The Invisible Code: Honor and Sentiment in Postrevoluntionary France, 1814-1848 by William Reddy is a thorough and compelling study of the social dynamics of both men and women in France following the Revolution. Reddy examines the code of honor during the Napoleonic years, which he terms “the invisible code”, in three distinct sections: 1) the family and marital dimension, 2) the public or political dimension and 3) the commercial dimension. He includes marital separation cases, personal files from the Ministry of Interior and memoires from 1820-1850. Reddy explains that during the pre-revolution years, man possessed an “honor of his estate which he transmitted to his spouse and children”(xi). After the revolution, however, men would compete for honor based on wealth and education. This “honor code” was interpreted through a code civil which protected family honor.
One of Reddy’s main agendas in The Invisible Code is to reveal his study of ‘sentiment’, or honor and emotion, and how it was experienced by both French men and women. A woman’s experience of honor was quite different as she was more sentimental in nature and therefore “a man acted more rationally causing him to see and think with greater clarity and consistency” (xiii). This book provides a great framework for understanding the emotions of the French society which Reddy states are still present today. He claims that private feelings could be “contained or eliminated from public deliberation or action”(xiii).
Reddy’s work is a product of research on emotion by leading ethnographers such as Raymond Williams, Catherine Lutz and Lila Abu-Lughod. Reddy states, “By examining feeling, however, tentatively, the historian frees herself of the false comfort implicit in the idea that the past is made up of precise ‘cultural structures’ that individuals unfailingly apply”(4). According to Merriam-Webster’s Collegiate Dictionary , the definition of honor is “a good name or public esteem; a keen sense of ethical conduct”(7). This study concerns the honor or honneur (fr.) in terms of emotions widely used throughout the 19th century; specifically the handling of emotions, vocabulary and style of allusion to feelings, and a code of behavior not openly spoken.
In the first section, Reddy uses literary examples of honor citing characters and dialogue in Honoré de Balzac’s Gobseck and Père Goriot, Victor Hugo’s Hernani, George Sand’s Indiana, and Jean Racine’s Phedre. These characters show honor relating to their families, social status and gender. Passion is allowed in the private sphere and the honor code is allowed in secrecy. According to Reddy, novel writing in the 19th century offered a means of exploring feelings without publicly naming individuals.Balzac’s Pere Goriot
In the second section, Reddy cites public court cases of marital separation from this time period to show a male-centered code of honor. These cases show conflict over honor which required the wife to submit to her husband’s authority; at least publicly. To preserve one’s honor, Reddy explains ,was to manage appearances by doing things not necessary in themselves in order to reassure others of one’s intentions ( i.e. a woman could not work or walk in public without a male escort). Reddy also shows that honor was associated with rank and “handsomeness of one’s lover”(76). There was a plebian sense of conflict between sentiment and honor, between feelings and appearances.

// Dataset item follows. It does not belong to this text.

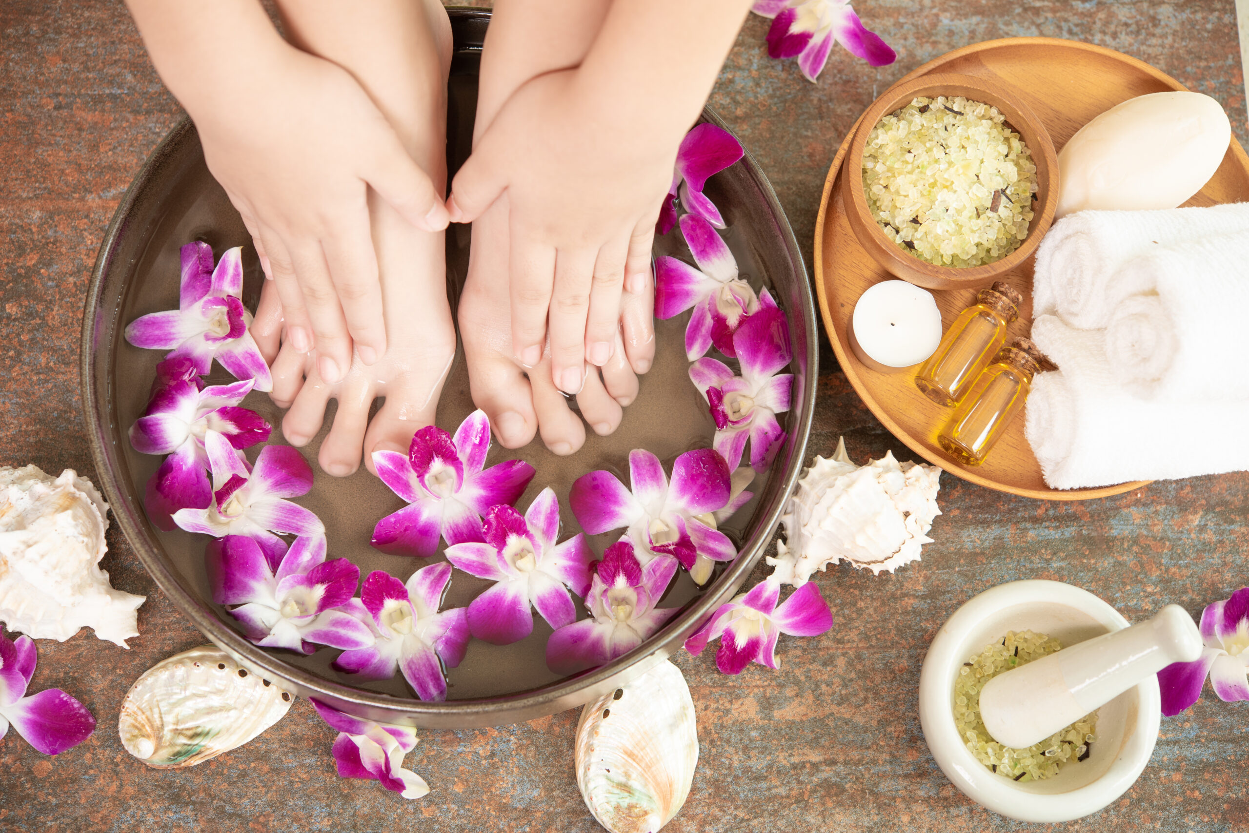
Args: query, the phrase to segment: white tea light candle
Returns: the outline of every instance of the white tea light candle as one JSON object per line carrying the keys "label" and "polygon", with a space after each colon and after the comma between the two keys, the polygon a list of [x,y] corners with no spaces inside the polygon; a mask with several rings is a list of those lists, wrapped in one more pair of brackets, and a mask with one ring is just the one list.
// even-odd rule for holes
{"label": "white tea light candle", "polygon": [[882,281],[859,296],[851,317],[851,349],[881,373],[924,362],[940,344],[940,311],[927,289]]}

The court saw its role in protecting the wife from her husband’s violence only if it was “prolonged and severe or endangered her life”(104). Reddy concludes this section stating that women prefer emotional fulfillment at the expense of family honor. He concludes, “When men have had more equal access to the public sphere, women have been more firmly excluded from it”(229).
In the final section, Reddy cites documents from the Ministry of Interior to show how males sought to accumulate honor through exterior markings, merit or worth. During the Revolution, salaried employees were rewarded with promotion and raises based on merit. Honor was defined by an independence of mind and self-interest in pursuit of gains. Property and income brought honor. The Satirists portrayed these bureaucrat’s behavior based on self-interests; the lower the income, the lower the honor. Reddy also includes a section on the lives of journalists during this time who tried to protect their honor while selling their services to daily newspapers. The press stirred up political passions to increase circulation and disregard for truth-telling. Reddy asks, “Where else were the duties of honor more to be respected than when one was engaged in the service to the public and to the nation?”(201). He explains that because of the exorbitant cost of publishing, the journalists , in order to attract readership, had to “multiply political disputes and social antipathies to bring exasperation to the mind… in order to gain ‘political honor’”(204).
For social historians, this work would be highly beneficial as it provides an understanding of a new theme of study for the modern period in French history, honor. Reddy states that he was actually surprised at the end of this study the “overwhelming preoccupation with honor in each of these social domains”. This topic of honor is still relevant today as many French psychiatrists have focused on “shame” as one of the most important sources of mental disorders(238). Reddy stated it best when he concluded, “the honor code did not disappear, it just became less visible”(238).
Redding, William. The Invisible Code. Honor and Sentiment in Postrevolutionary France
1814-1848. University of California Press, 1997.